Physicians should not refuse to perform a medical procedure because of an emotionally charged reaction to the patients' behavior.

Commentary by Anne Drapkin Lyerly, MD, and Barbara Katz Rothman, PhD

Lisa Morgan arrives in the office of Dr. Karen Anderson, her obstetrician/gynecologist. Dr. Anderson, who is going over her schedule for the day, hopes that Lisa is not pregnant again. Less than 2 years ago, Dr. Anderson had performed a therapeutic abortion for Lisa, who is now 20 years old and unmarried. The doctor's concerns are confirmed when her medical assistant, Elena, informs Dr. Anderson that Lisa is in the office seeking another abortion.

From the beginning of the office visit, Dr. Anderson is frustrated with the interaction. Lisa seems to be taking the situation lightly. Perhaps she is embarrassed, but her behavior is complicating a situation that is already uncomfortable for the doctor. Dr. Anderson intensely dislikes performing abortions but will do one when she thinks it is best for her patient, as with Lisa's first one. Dr. Anderson, who has a daughter about Lisa's age, does not want Lisa to regard abortion as a form of birth control.

Before agreeing to perform an abortion, Dr. Anderson brings up the topic of birth control.

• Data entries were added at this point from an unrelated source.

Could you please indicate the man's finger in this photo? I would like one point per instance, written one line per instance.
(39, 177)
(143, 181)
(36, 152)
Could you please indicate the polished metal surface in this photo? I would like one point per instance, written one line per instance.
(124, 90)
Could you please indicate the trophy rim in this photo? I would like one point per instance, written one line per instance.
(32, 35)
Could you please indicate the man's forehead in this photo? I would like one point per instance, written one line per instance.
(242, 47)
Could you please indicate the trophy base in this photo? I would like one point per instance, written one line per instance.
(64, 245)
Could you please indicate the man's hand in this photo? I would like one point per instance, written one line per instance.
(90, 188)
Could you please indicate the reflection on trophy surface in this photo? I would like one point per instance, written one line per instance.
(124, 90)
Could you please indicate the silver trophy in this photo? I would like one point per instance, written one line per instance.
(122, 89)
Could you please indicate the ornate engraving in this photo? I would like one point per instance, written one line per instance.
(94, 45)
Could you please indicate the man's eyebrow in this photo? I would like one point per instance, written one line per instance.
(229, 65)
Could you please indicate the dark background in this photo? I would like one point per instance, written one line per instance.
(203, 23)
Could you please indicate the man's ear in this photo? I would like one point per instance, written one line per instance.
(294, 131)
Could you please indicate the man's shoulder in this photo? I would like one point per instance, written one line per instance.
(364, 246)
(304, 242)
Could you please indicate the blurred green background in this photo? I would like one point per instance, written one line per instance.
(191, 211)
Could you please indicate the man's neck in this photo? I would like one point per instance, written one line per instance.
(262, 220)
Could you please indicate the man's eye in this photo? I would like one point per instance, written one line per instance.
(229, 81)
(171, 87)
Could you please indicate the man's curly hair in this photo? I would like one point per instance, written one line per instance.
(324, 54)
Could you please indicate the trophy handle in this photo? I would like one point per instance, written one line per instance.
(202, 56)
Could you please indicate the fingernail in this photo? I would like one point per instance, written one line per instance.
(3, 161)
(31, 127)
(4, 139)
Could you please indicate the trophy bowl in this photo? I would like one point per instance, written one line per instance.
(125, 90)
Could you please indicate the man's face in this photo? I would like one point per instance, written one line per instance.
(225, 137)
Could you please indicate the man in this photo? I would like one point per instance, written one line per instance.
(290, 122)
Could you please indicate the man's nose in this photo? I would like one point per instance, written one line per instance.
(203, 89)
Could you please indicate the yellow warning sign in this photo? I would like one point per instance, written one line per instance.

At the time of Lisa's first pregnancy, she had not been using any contraception. This time, she had been using birth control pills prescribed by Dr. Anderson, but she was forgetful, missing scheduled pills frequently by her own admission. Dr. Anderson suggests a longer-acting form of birth control, such as Depo-Provera (by injection) or an intrauterine device. Lisa cringes at the thought of shots, even as infrequently as 4 times a year, and says she knows women who have had bad cramping and even infections from IUDs. She wants to stay on the pill.

Dr. Anderson tries to persuade Lisa, saying that she is likely to forget her pills again, just as she did during the past few weeks. Dr. Anderson feels as though she is repeating the same words over and over again, and she insists, somewhat angrily now, upon Depo-Provera. Lisa still shakes her head vigorously, saying that she prefers pills to shots.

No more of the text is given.